Right from the opening of Lois Patiño’s endlessly beguiling new film “Ariel,” reality is ruptured. The sky and the sea are mottled with a purple glow. The camera shifts its gaze to a troupe of performers on the shores. It’s a Shakespeare play; there’s a rapt audience watching. Agustina Muñoz plays herself, an actress whom the troupe has tapped to play Ariel from The Tempest.
Set in the Azores, she travels to an island to partake in a production. However, a heightened air of the uncanny sets in on the ferry trip itself. Suddenly, everyone aboard except Agustina slips into sleep, as if hexed. It gets even more confounding when she reaches the island. Each of its inhabitants is a Shakespeare character. Agustina is baffled. She thinks they are all playing some trick on her. But they refuse to shake off their performative air.
It’s everywhere she goes, on the streets, at the convenience store. All are acting out a Shakespeare play. They don’t pay any attention to her mounting exasperation. She is disoriented, puzzled, and supremely vexed by the norms of behavior on the island. Quickly the whole thing no longer registers as just some amusement that surprises a newcomer like Agustina. She, too, is invited to be inducted into the exercise.
On this island, repetitions govern the way of life. The rules are clear to its residents, who faithfully comply with no knowledge of an alternative. To transgress, you must first know that you are bound up, a conscious desire to breach is necessary. The islanders do seem to know they are in a loop. At sunrise, the play begins. By sunset, it must end. The next day brings in the same cycle. Caught in the frenzy of having to complete their plays in time, the islanders are left with no time to ponder what-ifs that signal demands for liberation.
However, Agustina’s startlement, her digging into the way of life prods and provokes questions in a few inhabitants. Curiosities about self-authorship and agency simmer to the surface. Where is the personal will? How can they rewrite their destinies? Is it possible at all, or is such new-kindled hope futile and utterly doomed? Few men yearn for freedom of choice, a life whose fate isn’t pre-written. Yes, they are cognizant of the grand storyteller, Shakespeare, orchestrating their trajectories. All are slaves to script, a book opening and closing every day.
The film walks through a realm that’s almost metaphysical, one resisting binds, any prerogative to a realist mode of narration. Boundaries between performer and character are as porous as mystifyingly invisible. Self-reflexivity here assumes multiple registers of meaning and implication. At one point, people in the frame turn to wonder who is behind its construction. Their questioning glare pivots towards us, the viewer. Nevertheless, the men quickly abandon this line of inquiry, intent on channeling instead and snipping what seems manageable.

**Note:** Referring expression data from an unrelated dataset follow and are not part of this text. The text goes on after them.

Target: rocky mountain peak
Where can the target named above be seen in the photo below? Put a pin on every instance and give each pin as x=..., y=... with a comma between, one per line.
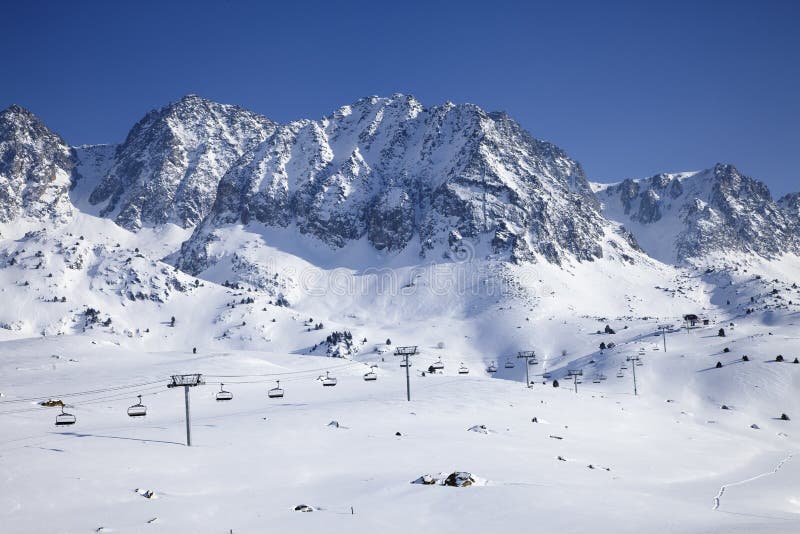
x=401, y=175
x=169, y=167
x=35, y=168
x=682, y=217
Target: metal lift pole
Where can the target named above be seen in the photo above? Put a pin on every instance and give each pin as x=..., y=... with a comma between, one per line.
x=408, y=381
x=188, y=424
x=186, y=382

Agustina’s provocation ruffles the island and activates a reconsideration of what they believe is an eternal life cycle. Obedience to a text governs, and flattens expectations from each day. When Agustina meets Ariel (Irene Escolar), she is struck by the latter’s submission to the order of the island. She insists on Ariel to be free. Is she even Ariel if she is so willingly trapped? Agustina drives her to rethink who and what she feels beholden to; all that she can challenge becomes now a vast playground of new desires, feelings she had long suppressed while marching to the beat of familiar rules.
Are we inside a dream, a play, or a film? Characters in “Ariel” wonder. Interrogations into their individual agency perforate the narrative fabric. We are reminded occasionally characters, well-conceived, can themselves take over their determining arcs. A good author is one who listens and allows space for his characters. These reiterations gesture to the awakening of Ariel, who does balk and flinch from the impetus Agustina underlines.
Much of the film’s ethereal texture is shaped through Ion de Sosa’s camerawork, situating the ramblings through this strange place in a state of suspension. As we traverse the topography with Agustina, who passes by and enters myriad plays in progress, seemingly abstruse litanies feel close to the twine of life, its conflicts, and dilemmas. Through it all, Agustina has just one plea: Let’s rebel! Overall, “Ariel” is a magical, effortlessly alluring exhortation to break free.